"It Was a Dark and Stormy Night..."
Aug. 15th, 2008 11:50 pmThe 26th annual Bulwer-Lytton contest winner was announced this week. Just what type of contest is it?
The Bulwer-Lytton, in fact, rewards the most wretched, the most inept, the most fantastically awful abuses of English writing. The kind of language that should be taken out and shot. Each year applicants submit putrefying one-sentence openings to bogus novels...
As the New York Times reminds us, "[t]he contest is named after 19th-century author Edward Bulwer-Lytton, writer of the much-parodied opening 'It was a dark and stormy night.'"

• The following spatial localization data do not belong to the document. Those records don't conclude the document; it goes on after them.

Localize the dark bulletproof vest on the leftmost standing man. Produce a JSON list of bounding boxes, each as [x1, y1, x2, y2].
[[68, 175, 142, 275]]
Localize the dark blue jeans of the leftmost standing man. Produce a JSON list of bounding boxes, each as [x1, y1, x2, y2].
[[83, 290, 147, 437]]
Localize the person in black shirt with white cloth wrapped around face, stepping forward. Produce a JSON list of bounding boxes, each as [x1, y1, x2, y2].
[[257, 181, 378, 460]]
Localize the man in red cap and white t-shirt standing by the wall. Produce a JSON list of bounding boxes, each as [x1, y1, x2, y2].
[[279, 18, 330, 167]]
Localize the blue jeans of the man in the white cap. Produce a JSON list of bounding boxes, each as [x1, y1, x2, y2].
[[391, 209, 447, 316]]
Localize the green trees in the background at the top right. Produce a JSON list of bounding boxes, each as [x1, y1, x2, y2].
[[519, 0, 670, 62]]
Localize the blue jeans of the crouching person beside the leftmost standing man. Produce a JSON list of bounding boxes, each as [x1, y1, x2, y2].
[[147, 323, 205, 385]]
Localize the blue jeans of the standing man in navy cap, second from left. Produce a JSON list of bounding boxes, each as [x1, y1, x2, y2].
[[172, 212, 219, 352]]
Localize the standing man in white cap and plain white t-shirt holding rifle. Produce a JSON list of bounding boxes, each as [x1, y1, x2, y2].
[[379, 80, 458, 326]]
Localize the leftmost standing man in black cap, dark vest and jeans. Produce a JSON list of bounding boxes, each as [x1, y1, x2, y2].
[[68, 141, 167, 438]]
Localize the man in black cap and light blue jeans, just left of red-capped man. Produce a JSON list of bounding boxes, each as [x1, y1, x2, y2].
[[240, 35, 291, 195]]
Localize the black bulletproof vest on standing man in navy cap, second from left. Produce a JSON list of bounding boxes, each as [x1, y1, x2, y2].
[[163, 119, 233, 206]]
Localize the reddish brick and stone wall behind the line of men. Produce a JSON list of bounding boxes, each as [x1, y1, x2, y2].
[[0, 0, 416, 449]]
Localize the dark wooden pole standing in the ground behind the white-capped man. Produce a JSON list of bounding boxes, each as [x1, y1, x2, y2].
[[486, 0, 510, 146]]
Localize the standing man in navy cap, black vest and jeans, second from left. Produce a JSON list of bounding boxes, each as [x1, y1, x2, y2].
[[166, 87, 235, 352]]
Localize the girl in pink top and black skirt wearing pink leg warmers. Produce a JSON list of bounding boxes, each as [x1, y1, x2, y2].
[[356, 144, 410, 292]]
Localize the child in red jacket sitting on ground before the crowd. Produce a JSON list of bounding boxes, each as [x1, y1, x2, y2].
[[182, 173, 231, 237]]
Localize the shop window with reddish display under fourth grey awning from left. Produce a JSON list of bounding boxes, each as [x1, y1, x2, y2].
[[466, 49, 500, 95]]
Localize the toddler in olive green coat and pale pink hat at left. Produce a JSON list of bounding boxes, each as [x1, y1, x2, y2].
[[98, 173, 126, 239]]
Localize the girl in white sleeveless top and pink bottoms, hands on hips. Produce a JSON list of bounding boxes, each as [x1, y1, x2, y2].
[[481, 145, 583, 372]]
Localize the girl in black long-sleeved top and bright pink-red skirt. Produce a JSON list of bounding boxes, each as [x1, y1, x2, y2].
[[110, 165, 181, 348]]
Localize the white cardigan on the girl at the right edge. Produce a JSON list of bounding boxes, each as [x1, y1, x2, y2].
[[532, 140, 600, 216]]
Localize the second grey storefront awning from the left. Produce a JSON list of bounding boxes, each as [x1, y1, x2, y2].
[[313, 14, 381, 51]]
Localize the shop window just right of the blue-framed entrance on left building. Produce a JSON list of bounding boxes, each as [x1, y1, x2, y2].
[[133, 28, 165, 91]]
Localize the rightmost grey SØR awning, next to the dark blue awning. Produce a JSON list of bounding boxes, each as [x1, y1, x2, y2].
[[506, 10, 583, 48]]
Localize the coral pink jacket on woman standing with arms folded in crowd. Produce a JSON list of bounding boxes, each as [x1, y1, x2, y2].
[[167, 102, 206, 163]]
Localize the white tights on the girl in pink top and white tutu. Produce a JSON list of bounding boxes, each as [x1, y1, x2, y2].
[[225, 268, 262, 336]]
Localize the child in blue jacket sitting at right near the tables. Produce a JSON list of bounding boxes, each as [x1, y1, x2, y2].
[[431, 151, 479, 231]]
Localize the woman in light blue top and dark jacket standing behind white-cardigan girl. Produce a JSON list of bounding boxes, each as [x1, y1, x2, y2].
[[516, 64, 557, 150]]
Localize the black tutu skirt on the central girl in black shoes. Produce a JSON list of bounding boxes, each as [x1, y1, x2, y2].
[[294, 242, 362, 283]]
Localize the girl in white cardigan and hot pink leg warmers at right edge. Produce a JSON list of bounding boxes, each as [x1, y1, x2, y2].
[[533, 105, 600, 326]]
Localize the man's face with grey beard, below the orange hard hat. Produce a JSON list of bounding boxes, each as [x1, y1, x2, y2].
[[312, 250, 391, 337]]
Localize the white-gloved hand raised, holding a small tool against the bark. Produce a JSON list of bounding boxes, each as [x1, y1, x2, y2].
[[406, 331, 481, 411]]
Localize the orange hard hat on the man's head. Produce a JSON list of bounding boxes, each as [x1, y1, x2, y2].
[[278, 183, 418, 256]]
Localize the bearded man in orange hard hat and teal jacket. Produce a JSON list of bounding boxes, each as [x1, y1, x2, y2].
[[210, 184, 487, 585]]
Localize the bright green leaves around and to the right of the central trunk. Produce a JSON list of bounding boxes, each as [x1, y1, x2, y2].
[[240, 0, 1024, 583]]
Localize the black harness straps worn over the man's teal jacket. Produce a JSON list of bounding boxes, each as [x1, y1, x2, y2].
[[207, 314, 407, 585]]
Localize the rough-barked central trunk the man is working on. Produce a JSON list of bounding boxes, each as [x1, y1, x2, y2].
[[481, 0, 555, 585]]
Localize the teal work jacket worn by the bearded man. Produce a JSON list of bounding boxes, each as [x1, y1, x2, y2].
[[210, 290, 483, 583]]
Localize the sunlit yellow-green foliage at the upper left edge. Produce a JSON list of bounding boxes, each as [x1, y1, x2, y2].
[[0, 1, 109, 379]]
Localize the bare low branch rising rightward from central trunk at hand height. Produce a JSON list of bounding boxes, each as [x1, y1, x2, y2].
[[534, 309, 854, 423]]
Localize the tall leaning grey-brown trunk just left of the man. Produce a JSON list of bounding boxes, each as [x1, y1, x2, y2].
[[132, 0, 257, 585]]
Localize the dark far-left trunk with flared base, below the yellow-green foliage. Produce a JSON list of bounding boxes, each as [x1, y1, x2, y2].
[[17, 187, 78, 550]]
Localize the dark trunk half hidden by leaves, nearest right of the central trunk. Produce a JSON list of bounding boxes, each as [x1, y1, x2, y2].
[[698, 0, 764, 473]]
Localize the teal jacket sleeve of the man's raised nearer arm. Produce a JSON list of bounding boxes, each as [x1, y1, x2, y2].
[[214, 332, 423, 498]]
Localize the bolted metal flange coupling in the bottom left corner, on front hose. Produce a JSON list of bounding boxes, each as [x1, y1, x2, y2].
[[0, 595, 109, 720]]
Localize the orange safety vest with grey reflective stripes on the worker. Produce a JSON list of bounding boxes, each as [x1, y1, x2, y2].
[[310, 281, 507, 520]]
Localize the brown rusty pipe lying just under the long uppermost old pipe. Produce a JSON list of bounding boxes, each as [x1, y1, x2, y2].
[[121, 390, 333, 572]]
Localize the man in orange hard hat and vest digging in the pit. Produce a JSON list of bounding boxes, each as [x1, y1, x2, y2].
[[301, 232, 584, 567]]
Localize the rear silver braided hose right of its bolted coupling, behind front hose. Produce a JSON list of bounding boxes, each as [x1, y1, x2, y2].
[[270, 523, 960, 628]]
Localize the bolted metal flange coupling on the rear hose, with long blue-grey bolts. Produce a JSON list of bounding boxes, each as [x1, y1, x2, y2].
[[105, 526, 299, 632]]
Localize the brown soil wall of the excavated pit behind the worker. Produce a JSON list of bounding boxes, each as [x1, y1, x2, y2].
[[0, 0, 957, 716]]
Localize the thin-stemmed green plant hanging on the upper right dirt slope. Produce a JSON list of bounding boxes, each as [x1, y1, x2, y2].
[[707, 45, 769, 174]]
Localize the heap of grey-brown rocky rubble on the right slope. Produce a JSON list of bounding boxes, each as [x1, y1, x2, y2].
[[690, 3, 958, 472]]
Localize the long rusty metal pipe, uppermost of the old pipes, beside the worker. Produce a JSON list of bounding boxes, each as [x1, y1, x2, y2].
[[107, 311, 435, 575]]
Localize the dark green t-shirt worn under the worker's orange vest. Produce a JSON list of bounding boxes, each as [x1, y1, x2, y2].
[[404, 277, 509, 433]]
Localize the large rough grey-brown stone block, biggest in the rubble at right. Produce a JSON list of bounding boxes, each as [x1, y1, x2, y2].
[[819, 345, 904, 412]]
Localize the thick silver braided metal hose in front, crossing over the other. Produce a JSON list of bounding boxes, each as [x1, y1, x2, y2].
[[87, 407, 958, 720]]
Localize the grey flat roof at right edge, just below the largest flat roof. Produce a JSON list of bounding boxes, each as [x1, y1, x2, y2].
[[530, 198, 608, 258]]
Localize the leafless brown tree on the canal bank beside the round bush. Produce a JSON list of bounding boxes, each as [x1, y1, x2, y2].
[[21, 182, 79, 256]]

And now, without furher ado, the winning opening line:
"Theirs was a New York love, a checkered taxi ride burning rubber, and like the city their passion was open 24/7, steam rising from their bodies like slick streets exhaling warm, moist, white breath through manhole covers stamped 'Forged by DeLaney Bros., Piscataway, N.J.' "
no subject
Date: 2008-08-16 01:40 pm (UTC)no subject
Date: 2008-08-16 03:29 pm (UTC)"The pancake batter looked almost perfect, like the morning sun shining on the cream-colored bare shoulder of a gorgeous young blonde driving 30 miles over the speed limit down a rural Nebraska highway with the rental car's sunroof open, except it had a few lumps."